6. The method of claim 5, wherein responsive to determining there is the potential for the collision between the aircraft and the stationary object, alerting the crew of the aircraft to the potential for the collision further comprises:

determining there is the potential for the collision between the aircraft and the stationary object based on the plurality of future values.

7. The method of claim 5, wherein the range to the stationary object is determined from a round trip time between the interrogation signal and the response signal.

8. The method of claim 5, wherein the bearing to the stationary object from the aircraft is determined from a directional antenna from the response signal.

9. The method of claim 5, wherein alerting the crew of the aircraft to the potential for the collision further comprises:

issuing a visual alert, an audible alert, or both.

10. The method of claim 9, wherein the visual alert or the audible alert includes a traffic advisory (TA) that informs that the aircraft is within a predetermined vicinity of the stationary object.

11. The method of claim 9, wherein the visual alert or the audible alert includes a resolution advisory (RA) that identifies deviations for the aircraft to provide a selected vertical and/or horizontal separation between the aircraft and the stationary object.

12. The method of claim 5, further comprising:

responsive to determining there is the potential for the collision between the aircraft and the stationary object, providing instructions to the stationary object to adjust a lighting system of the stationary object, one or more associated guy wire lights, or both the lighting system of the stationary object and the one or more associated guy wire lights to increase a visual detection of the stationary object by the crew of the aircraft.

13. The method of claim 12, wherein the lighting system of the stationary object, the one or more associated guy wire lights, or both the lighting system of the stationary object and the one or more associated guy wire lights are adjusted to increase in lighting intensity and/or enter into a strobe mode of operation in order to increase visual detection of the stationary object by the crew of the aircraft.

14. A system for detecting stationary objects in a traffic alert and collision avoidance system, the system comprising:

an aircraft, the aircraft further comprising:

a transponder;

a transmit antenna;

a receive antenna;

a display; and

a CAS circuitry, the CAS circuitry configured to:

transmit an interrogation signal from the aircraft;

receive a response signal from a stationary object;

determine a range and a bearing to the stationary object and an altitude difference between the aircraft and the stationary object;

extrapolate the range to the stationary object and the altitude difference between the aircraft and the stationary object to a plurality of future values; and

responsive to determining there is a potential for a collision between the aircraft and the stationary object, alert a crew of the aircraft to the potential for the collision.

15. The system of claim 14, wherein responsive to determining there is the potential for the collision between the aircraft and the stationary object, alert the crew of the aircraft to the potential for the collision further comprises:

determine there is the potential for the collision between the aircraft and the stationary object based on the plurality of future values.

16. The system of claim 14, wherein the range to the stationary object is determined from a round trip time between the interrogation signal and the response signal.

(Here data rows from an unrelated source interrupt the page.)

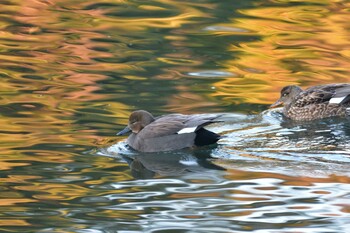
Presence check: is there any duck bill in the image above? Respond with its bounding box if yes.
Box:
[117,126,131,136]
[270,99,283,108]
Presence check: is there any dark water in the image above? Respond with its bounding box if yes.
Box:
[0,0,350,233]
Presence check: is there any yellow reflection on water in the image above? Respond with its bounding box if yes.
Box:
[214,1,350,104]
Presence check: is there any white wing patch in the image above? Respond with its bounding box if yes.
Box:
[329,96,346,104]
[177,126,197,134]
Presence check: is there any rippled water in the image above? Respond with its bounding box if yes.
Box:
[0,0,350,233]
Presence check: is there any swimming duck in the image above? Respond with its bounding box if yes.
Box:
[271,83,350,121]
[117,110,228,152]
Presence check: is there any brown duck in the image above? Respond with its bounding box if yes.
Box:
[271,83,350,121]
[117,110,232,152]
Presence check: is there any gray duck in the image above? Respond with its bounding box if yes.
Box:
[117,110,230,152]
[271,83,350,121]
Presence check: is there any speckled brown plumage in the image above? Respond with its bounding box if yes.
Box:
[271,83,350,121]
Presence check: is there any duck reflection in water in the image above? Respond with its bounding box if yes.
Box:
[122,150,226,179]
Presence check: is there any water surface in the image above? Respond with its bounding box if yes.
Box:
[0,0,350,233]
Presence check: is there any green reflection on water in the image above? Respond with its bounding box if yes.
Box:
[0,0,350,232]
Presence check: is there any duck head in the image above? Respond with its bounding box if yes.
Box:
[117,110,154,136]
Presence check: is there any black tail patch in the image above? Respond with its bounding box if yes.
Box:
[194,128,221,146]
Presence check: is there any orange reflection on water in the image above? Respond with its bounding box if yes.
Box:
[214,1,350,104]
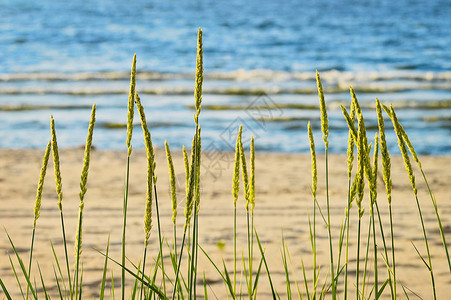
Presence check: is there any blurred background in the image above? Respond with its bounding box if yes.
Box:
[0,0,451,155]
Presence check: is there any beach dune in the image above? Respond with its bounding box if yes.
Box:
[0,149,451,299]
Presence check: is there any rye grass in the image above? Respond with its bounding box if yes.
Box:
[0,29,451,300]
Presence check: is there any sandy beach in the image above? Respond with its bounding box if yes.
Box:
[0,149,451,299]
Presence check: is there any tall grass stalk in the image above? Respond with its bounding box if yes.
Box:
[390,105,437,299]
[316,71,337,300]
[307,122,318,299]
[344,101,355,299]
[172,28,203,299]
[376,98,396,299]
[382,104,451,274]
[232,125,243,295]
[74,104,96,298]
[27,140,52,299]
[50,116,74,299]
[164,141,177,256]
[135,93,158,299]
[121,54,136,300]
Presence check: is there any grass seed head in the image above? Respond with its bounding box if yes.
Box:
[370,133,379,203]
[184,133,197,230]
[376,98,392,205]
[183,146,189,195]
[50,116,63,212]
[79,104,96,202]
[126,53,136,157]
[232,126,243,207]
[33,140,52,229]
[390,105,418,196]
[316,70,329,149]
[307,122,318,199]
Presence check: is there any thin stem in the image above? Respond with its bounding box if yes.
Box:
[362,216,373,299]
[325,147,337,300]
[313,198,318,300]
[121,155,130,300]
[172,227,186,300]
[139,245,147,300]
[371,204,379,300]
[355,217,362,300]
[344,177,351,300]
[415,195,437,299]
[26,229,36,299]
[233,204,236,295]
[246,211,252,300]
[60,209,73,299]
[375,201,395,299]
[420,169,451,273]
[388,204,396,300]
[153,181,166,294]
[74,208,83,299]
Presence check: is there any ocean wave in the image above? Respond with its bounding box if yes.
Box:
[0,82,451,96]
[0,69,451,83]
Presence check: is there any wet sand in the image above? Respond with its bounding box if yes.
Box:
[0,149,451,299]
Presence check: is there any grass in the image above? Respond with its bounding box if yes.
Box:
[0,29,451,300]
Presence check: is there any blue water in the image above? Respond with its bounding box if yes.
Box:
[0,0,451,155]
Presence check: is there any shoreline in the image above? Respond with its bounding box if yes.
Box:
[0,147,451,299]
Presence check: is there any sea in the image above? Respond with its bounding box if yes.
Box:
[0,0,451,155]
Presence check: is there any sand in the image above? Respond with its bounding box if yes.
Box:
[0,149,451,299]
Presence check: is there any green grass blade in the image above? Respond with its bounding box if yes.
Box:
[5,230,37,299]
[255,230,280,300]
[111,270,116,300]
[53,265,64,299]
[50,241,68,298]
[8,254,25,300]
[100,235,110,300]
[203,270,208,300]
[281,232,292,300]
[252,254,263,299]
[222,259,235,299]
[38,263,50,300]
[0,278,12,300]
[96,250,168,299]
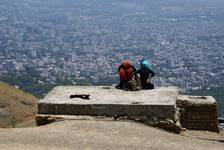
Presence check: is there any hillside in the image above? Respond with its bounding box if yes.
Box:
[0,82,37,128]
[0,120,224,150]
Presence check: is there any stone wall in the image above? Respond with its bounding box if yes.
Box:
[177,95,219,132]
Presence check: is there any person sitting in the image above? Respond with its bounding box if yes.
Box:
[116,60,139,90]
[136,59,155,89]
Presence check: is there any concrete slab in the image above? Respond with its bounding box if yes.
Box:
[39,86,178,105]
[37,86,180,131]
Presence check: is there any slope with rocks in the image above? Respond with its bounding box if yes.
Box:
[0,82,37,128]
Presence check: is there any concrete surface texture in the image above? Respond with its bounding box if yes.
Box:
[37,86,181,132]
[39,86,178,105]
[0,120,224,150]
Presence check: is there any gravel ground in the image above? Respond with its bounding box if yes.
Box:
[0,120,224,150]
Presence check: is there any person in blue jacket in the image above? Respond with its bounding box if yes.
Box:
[136,59,155,89]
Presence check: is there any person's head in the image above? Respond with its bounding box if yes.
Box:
[140,59,152,69]
[122,60,131,68]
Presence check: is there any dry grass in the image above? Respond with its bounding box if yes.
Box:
[0,82,37,127]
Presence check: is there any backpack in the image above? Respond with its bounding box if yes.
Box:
[141,60,152,70]
[119,67,134,81]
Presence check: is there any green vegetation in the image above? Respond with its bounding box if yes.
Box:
[0,82,37,128]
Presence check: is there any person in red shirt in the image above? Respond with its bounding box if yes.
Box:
[116,60,136,89]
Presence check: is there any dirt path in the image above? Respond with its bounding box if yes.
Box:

17. The system of claim 14, wherein the bearing to the stationary object from the aircraft is determined from a directional antenna from the response signal.

18. The system of claim 14, wherein alerting the crew of the aircraft to the potential for the collision further comprises:

issues a visual alert, an audible alert, or both.

19. The system of claim 18, wherein the visual alert or the audible alert includes a traffic advisory (TA) that informs that the aircraft is within a predetermined vicinity of the stationary object.

20. The system of claim 18 wherein the visual alert or the audible alert includes a resolution advisory (RA) that identifies deviations for the aircraft to provide a selected vertical and/or horizontal separation between the aircraft and the stationary object.